Vote to pass a bill that creates a standard for health care plans within the state.

Highlights:

  • Requires that every health care plan provide disclosure forms or materials containing clear, organized information regarding the benefits, services, costs (including premiums and co-payments) and terms of the plan in readily understood language (Sec. 1).
  • Specifies that only standardized benefit plan designs consisting of platinum, gold, silver, bronze, and catastrophic be offered in the state (Sec. 2).
  • Establishes the Individual Insurance Market Reform Commission and authorizes it to develop a standard enrollment questionnaire for health service plans that provide individual coverage, and review and if necessary suggest changes to the standard benefit plan designs (Sec. 2).
  • Requires that the Individual Insurance Market Reform Commission be made up of 9 members, 5 of whom are to be appointed by the governor and of those 5 there must be a health care economist and a representative for self-employed people (Sec. 2).
  • Requires that after July 1, 2011, health care service plans participating in the individual market shall discontinue offering and selling health benefit plan designs other than those that meet the requirements of the standard benefit plan designs described in this article (Sec. 2).

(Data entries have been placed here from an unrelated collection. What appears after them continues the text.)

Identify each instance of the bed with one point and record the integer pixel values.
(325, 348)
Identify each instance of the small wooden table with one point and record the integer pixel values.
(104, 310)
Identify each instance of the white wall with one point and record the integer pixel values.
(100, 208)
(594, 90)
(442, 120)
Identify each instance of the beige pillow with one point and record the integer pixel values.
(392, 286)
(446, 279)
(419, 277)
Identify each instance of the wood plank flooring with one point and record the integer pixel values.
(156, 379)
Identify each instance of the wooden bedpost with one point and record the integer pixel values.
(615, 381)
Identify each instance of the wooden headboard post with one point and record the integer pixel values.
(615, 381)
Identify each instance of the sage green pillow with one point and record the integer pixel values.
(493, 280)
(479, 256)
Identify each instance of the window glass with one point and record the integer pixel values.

  • Authorizes individuals to change their health care plans if they wish to do so (Sec. 2).
  • Establishes that after January 1, 2014 a health care service provider cannot seek to obtain a potential subscriber's medical history (Sec. 2).
  • Requires that the annualized premium rate increase for a health care service plan contract issued by a health care service plan to an individual shall not vary by more than 10 percent above or below the weighted average premium rate increase when calculated across all of the health care service plan's health benefit plan designs (Sec. 2).
  • Requires that the highest standard premium rate for a standard benefit plan design offered in the individual market by a health care service plan shall not exceed the lowest standard premium rate for a standard benefit plan design offered in the individual market by the health care service plan by more than 50 percent, after taking into consideration the actuarial difference of the standard benefit plan designs offered (Sec. 2).
  • Specifies that in rating individuals, only the following characteristics of an individual shall be used: age, geographic region, and family composition, plus the health benefit plan design selected by the individual, except that health status may also be used until January 1, 2014 (Sec. 2).
  • Requires that a full service health care service plan contract issued, amended, or renewed on or after January 1, 2011, have no annual or lifetime limits on basic health care services (Sec. 3).
  • Requires that a health care service plan provide written notification at least thirty days in advance of a premium increase to an individual and specify the reasons for that increase (Sec. 5).
  • Requires that after January 1, 2011 a health care insurer shall expend in benefits an amount no less than 80 percent of dues, fees, premiums, and other received payments for individual and small group coverage and no less than 85 percent for large group coverage (Sec. 7).